Réminiscence de Ségolène

molly

Atelier d'écriture romanesque : à partir de La Modification de Michel Butor, raconter la traversée du Jardin du Luxembourg en tentant de resituer la totalité du réel.


Vous avez décidé de traverser le jardin du Luxembourg pour prendre votre train gare Montparnasse. Vous sortez de la Sorbonne par la grande porte qui donne sur la rue Victor Cousin et la petite place encadrée d'un côté par des cafés, et de l'autre par la librairie Vrin dont la vitrine est peuplée d'ouvrages philosophiques que vous n'avez jamais lus bien que certains végètent sur les étagères de votre bibliothèque. Au passage, vous saluez les gardiens en uniforme bleu d'un au-revoir qu'aucun bonjour n'a précédé – lorsque vous êtes arrivée ce matin, les hommes qui ont fait semblant de contrôler votre carte étudiant, pour la forme, n'étaient pas les mêmes – et ils vous répondent de bon cœur, toutes dents dehors.
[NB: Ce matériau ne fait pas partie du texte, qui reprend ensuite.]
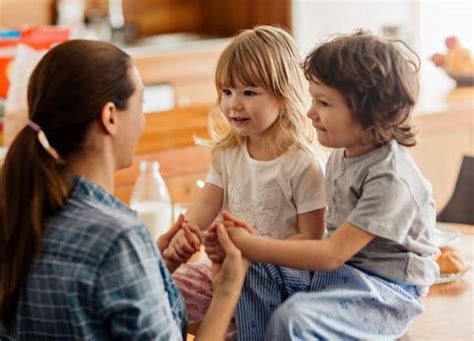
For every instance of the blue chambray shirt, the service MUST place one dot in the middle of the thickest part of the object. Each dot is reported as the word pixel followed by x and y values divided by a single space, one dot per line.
pixel 100 276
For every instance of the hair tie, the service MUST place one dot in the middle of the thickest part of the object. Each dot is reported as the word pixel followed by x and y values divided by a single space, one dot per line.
pixel 43 139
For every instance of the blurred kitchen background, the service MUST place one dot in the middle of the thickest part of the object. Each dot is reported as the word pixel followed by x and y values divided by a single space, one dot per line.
pixel 175 45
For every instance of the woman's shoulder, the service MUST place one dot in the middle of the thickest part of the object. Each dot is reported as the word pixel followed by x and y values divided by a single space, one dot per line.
pixel 86 230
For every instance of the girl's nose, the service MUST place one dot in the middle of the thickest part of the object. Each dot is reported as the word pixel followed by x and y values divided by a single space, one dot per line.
pixel 235 103
pixel 312 114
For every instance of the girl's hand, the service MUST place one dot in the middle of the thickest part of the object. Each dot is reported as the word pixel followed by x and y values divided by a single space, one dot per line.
pixel 184 243
pixel 213 249
pixel 229 275
pixel 230 219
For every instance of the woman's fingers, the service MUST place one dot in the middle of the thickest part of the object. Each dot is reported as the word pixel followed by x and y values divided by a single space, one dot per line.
pixel 193 235
pixel 175 228
pixel 225 242
pixel 185 247
pixel 237 222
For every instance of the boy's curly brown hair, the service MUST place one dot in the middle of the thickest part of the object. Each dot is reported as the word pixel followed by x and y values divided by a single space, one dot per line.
pixel 377 79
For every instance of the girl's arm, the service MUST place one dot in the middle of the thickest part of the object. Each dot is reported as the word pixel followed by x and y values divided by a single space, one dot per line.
pixel 206 207
pixel 327 254
pixel 311 225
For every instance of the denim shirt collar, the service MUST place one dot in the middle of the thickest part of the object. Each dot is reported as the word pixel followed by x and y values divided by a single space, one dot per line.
pixel 84 188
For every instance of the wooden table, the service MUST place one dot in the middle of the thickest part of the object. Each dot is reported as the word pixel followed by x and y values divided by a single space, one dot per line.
pixel 449 311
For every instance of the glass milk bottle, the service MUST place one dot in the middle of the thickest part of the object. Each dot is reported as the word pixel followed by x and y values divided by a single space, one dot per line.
pixel 151 199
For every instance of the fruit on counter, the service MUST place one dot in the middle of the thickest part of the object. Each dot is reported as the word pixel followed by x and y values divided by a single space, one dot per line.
pixel 457 61
pixel 451 262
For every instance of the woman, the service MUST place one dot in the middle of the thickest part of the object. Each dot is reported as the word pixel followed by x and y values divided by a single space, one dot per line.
pixel 75 262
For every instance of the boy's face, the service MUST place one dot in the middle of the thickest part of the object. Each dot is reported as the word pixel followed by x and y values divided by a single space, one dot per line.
pixel 333 120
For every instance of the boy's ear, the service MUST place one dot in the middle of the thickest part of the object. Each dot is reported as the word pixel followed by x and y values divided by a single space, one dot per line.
pixel 109 118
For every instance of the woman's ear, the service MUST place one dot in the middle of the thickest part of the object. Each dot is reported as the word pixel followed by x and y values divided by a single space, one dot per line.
pixel 109 118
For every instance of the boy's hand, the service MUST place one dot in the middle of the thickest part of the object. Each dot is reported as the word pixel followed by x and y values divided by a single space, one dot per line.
pixel 184 243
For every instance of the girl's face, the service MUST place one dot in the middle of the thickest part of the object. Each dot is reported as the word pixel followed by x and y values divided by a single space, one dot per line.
pixel 333 120
pixel 249 110
pixel 132 123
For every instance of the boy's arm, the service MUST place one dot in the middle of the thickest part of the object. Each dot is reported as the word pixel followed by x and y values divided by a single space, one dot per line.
pixel 206 207
pixel 327 254
pixel 311 225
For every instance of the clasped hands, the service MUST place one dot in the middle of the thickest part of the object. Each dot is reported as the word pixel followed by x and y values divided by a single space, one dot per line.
pixel 185 238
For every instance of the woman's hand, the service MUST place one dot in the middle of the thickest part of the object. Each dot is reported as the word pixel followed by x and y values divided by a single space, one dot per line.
pixel 164 240
pixel 229 275
pixel 191 232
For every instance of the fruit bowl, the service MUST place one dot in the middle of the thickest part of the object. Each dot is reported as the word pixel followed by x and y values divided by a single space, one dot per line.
pixel 457 62
pixel 462 80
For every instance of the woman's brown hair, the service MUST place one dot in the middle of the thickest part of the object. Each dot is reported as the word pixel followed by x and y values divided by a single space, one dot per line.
pixel 66 93
pixel 377 79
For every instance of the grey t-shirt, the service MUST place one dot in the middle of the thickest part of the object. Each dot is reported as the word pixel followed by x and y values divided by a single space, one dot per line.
pixel 384 193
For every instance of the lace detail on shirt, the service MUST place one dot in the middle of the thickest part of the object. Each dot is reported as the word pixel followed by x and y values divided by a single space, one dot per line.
pixel 261 213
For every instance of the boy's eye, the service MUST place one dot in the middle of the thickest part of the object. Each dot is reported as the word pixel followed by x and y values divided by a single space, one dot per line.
pixel 249 93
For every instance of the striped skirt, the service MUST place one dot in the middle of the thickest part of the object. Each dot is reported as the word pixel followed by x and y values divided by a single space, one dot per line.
pixel 346 303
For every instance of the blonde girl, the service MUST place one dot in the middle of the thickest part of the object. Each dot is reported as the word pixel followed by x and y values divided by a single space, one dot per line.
pixel 265 168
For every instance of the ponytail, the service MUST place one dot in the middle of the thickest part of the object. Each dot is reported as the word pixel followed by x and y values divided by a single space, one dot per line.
pixel 66 93
pixel 33 186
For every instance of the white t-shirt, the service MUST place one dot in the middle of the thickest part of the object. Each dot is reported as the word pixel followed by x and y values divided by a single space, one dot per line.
pixel 270 194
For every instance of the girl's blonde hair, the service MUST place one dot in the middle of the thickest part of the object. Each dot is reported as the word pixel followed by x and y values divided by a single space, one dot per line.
pixel 266 57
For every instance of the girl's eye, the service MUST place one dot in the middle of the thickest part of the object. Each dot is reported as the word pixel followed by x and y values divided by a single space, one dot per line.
pixel 249 93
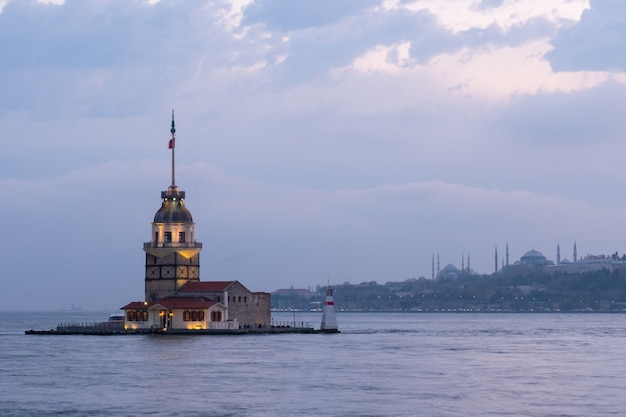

Il ne fait pas très beau, pourtant vous êtes éblouie par la luminosité du dehors qui contraste avec les larges couloirs de la Sorbonne où la lumière peine à s'infiltrer lorsque le temps est gris, vous ne pouvez vous empêcher de cligner des yeux avant de lever la main pour protéger votre visage et retrouver une vue plus nette alors que vous vous apprêtez à traverser, en-dehors du passage piéton et en biais. Vous regarder à gauche puis inutilement à droite car la rue est en sens unique, vous évaluez la vitesse de la camionnette blanche qui arrive puis vous vous engagez, ayant jugé que le conducteur a le temps de freiner puisqu'il roule plutôt lentement. Il vous semble qu'il râle derrière son volant mais cela vous importe peu et d'ailleurs le temps que vous y songiez le véhicule a déjà disparu, vous entendez le bruit de son moteur qui s'éloigne puis se confond avec le bourdonnement de la circulation du boulevard Saint-Michel vers lequel vous vous dirigez.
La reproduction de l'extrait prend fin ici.